The domain of definition of the function `f(x)=sin^(-1)((4)/(3+2 cos x))`, is

To find the domain of the function \( f(x) = \sin^{-1}\left(\frac{4}{3 + 2 \cos x}\right) \), we need to ensure that the argument of the inverse sine function is valid. The inverse sine function \( \sin^{-1}(a) \) is defined for \( -1 \leq a \leq 1 \).
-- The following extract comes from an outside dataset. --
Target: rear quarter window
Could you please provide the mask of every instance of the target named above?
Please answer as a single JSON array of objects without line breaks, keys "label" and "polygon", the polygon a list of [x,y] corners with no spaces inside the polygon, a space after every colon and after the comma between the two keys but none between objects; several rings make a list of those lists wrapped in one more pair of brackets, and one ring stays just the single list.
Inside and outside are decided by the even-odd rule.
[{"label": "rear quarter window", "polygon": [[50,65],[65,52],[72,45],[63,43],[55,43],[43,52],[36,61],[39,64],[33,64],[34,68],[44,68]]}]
Therefore, we need to solve the following inequalities: 1. \( -1 \leq \frac{4}{3 + 2 \cos x} \leq 1 \) ### Step 1: Solve the first inequality \( \frac{4}{3 + 2 \cos x} \geq -1 \) Starting with the first inequality: \[ \frac{4}{3 + 2 \cos x} \geq -1 \] Multiplying both sides by \( 3 + 2 \cos x \) (noting that \( 3 + 2 \cos x > 0 \) for all \( x \) since \( \cos x \) ranges from -1 to 1): \[ 4 \geq -1(3 + 2 \cos x) \] This simplifies to: \[ 4 \geq -3 - 2 \cos x \] Rearranging gives: \[ 2 \cos x \geq -7 \quad \Rightarrow \quad \cos x \geq -\frac{7}{2} \] Since \( \cos x \) is always between -1 and 1, this inequality is satisfied for all \( x \). ### Step 2: Solve the second inequality \( \frac{4}{3 + 2 \cos x} \leq 1 \) Now, we solve the second inequality: \[ \frac{4}{3 + 2 \cos x} \leq 1 \] Again, multiplying both sides by \( 3 + 2 \cos x \): \[ 4 \leq 3 + 2 \cos x \] Rearranging gives: \[ 2 \cos x \geq 1 \quad \Rightarrow \quad \cos x \geq \frac{1}{2} \] ### Step 3: Determine the values of \( x \) for \( \cos x \geq \frac{1}{2} \) The cosine function is equal to \( \frac{1}{2} \) at: \[ x = \frac{\pi}{3} + 2n\pi \quad \text{and} \quad x = -\frac{\pi}{3} + 2n\pi \quad (n \in \mathbb{Z}) \] Thus, \( \cos x \geq \frac{1}{2} \) occurs in the intervals: \[ x \in [2n\pi - \frac{\pi}{3}, 2n\pi + \frac{\pi}{3}] \quad (n \in \mathbb{Z}) \] ### Final Domain The domain of the function \( f(x) \) is therefore: \[ \text{Domain of } f(x) = [2n\pi - \frac{\pi}{3}, 2n\pi + \frac{\pi}{3}] \quad (n \in \mathbb{Z}) \]